Belcher and Page teamed up at the end of 2008 and, along with coach Victor Kovalenko, did not leave a stone unturned on their way to London, winning three consecutive World Championship titles and holding down the world number one position from the middle of 2010.

“Ever since teaming up Malcolm and I campaigned hard from day one,” said Belcher. “We did almost every 470 event over that period and I was so surprised that after winning Olympic gold that my first reaction was relief and not excitement. Achieving what we did during our partnership and having not won would have been hard for us. Every minute of the day we either trained or raced to prepare for the Olympics.”

Belcher and Page’s gold in London came at the end of a very tense week where nothing separated them from their competition, with the pair going head-to-head with Great Britain for gold in the medal race.

The Australians came out on top in a close final race, with Page echoing Belcher’s comments that relief was his first feeling after crossing the finish line.

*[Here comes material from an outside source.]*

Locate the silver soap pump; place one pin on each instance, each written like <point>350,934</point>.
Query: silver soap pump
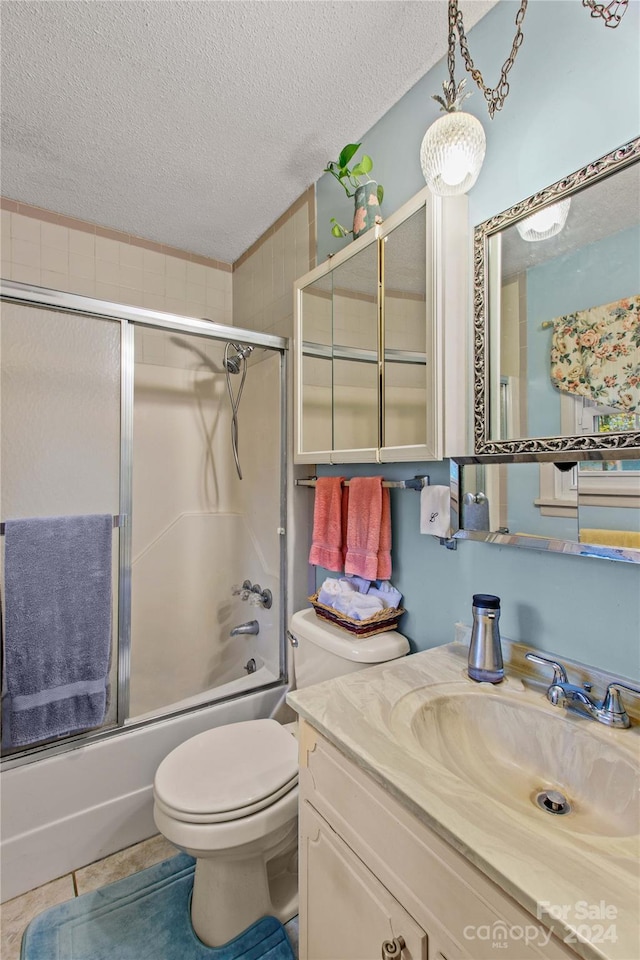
<point>485,652</point>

“Relief was the first, and by far strongest, feeling that I had,” said Page. “I’m not sure if it’s because we were on an unbeaten record that lasted almost a year, or if it was because I was defending the gold from Beijing which hadn’t been done in 470 history. London was 15 years in the making and we carried the ‘favourites’ title, or burden, throughout. So yes relief is still the strongest feeling.

“It was incredible to achieve what I’d set out to do, to be the first Australian sailor to win two Olympic gold medals,” he said. “That was the main focus for the last four years considering I’d already achieved what I’d always wanted four years earlier in Beijing.”

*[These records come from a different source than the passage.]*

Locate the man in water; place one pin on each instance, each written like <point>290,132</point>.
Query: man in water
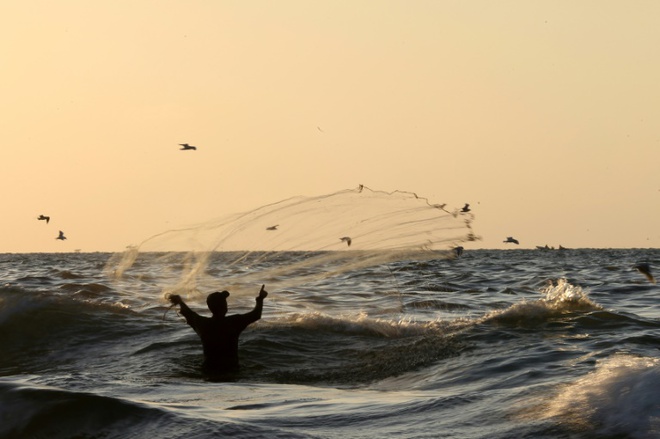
<point>220,333</point>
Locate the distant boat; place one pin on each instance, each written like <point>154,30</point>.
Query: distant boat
<point>547,248</point>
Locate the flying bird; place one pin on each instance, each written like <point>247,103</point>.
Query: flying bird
<point>645,269</point>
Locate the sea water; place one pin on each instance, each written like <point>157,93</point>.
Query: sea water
<point>494,344</point>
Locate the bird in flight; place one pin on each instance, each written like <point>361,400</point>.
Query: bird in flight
<point>645,269</point>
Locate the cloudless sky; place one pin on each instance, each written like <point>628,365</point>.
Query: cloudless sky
<point>544,115</point>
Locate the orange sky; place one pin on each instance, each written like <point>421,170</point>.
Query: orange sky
<point>544,115</point>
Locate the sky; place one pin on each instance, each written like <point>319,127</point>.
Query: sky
<point>544,115</point>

Belcher said that standing on the podium and receiving his gold medal was a moment that stood out from London 2012.

“The feeling of standing on the podium was incredible,” said Belcher. “The most memorable feeling for me was standing there and finally realising that we’d done it, and thinking back about what we had achieved together. I remember thinking while we were up there what a great time Malcolm and I had, I’ll never forget what we achieved together and what we went through to get it.”

Once the pair received their gold medals the celebrations continued, with Page chosen by Chef de Mission Nick Green to carry the Australian flag into the Closing Ceremony.

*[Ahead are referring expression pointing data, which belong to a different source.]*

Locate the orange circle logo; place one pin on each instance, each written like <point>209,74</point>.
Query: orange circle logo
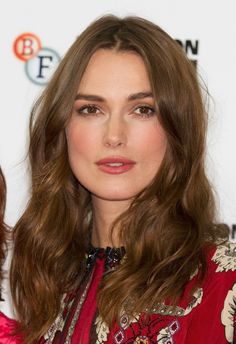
<point>26,46</point>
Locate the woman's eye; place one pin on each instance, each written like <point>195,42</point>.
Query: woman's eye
<point>88,109</point>
<point>145,111</point>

“That was an incredibly proud moment for me,” said Page. “Winning events and titles are meticulously planned out and trained for over years and decades. But receiving the honour of leading the whole Australian Olympic Team is something you can’t plan for. It was a proud moment for me and our sailing team.”

The dust had barely settled on their London campaign and Mathew Belcher was back in the boat preparing for Rio 2016, this time with former training partner Will Ryan, with the pair currently contesting the 2013 470 World Championship in France.

“The experience of sailing with Malcolm was amazing, it was a privilege to sail with him and share what we did together,” said Belcher. “Rio is a new challenge with different dynamics and the journey will be different but I’m really enjoying the challenge.”

While Page has since retired from Olympic class sailing he’s still heavily involved in the sport and travelled extensively around the country after the Games promoting sailing.

“I was very proud to have the opportunity to promote my sport around Australia after the Games,” said Page. “I knew London was my last Olympics as an athlete and I felt some responsibility to my sport and country. It was also amazing to feel and see the new groundswell of support for sailing. I think I met a few future Australian Olympic sailing medallists along the way as well.”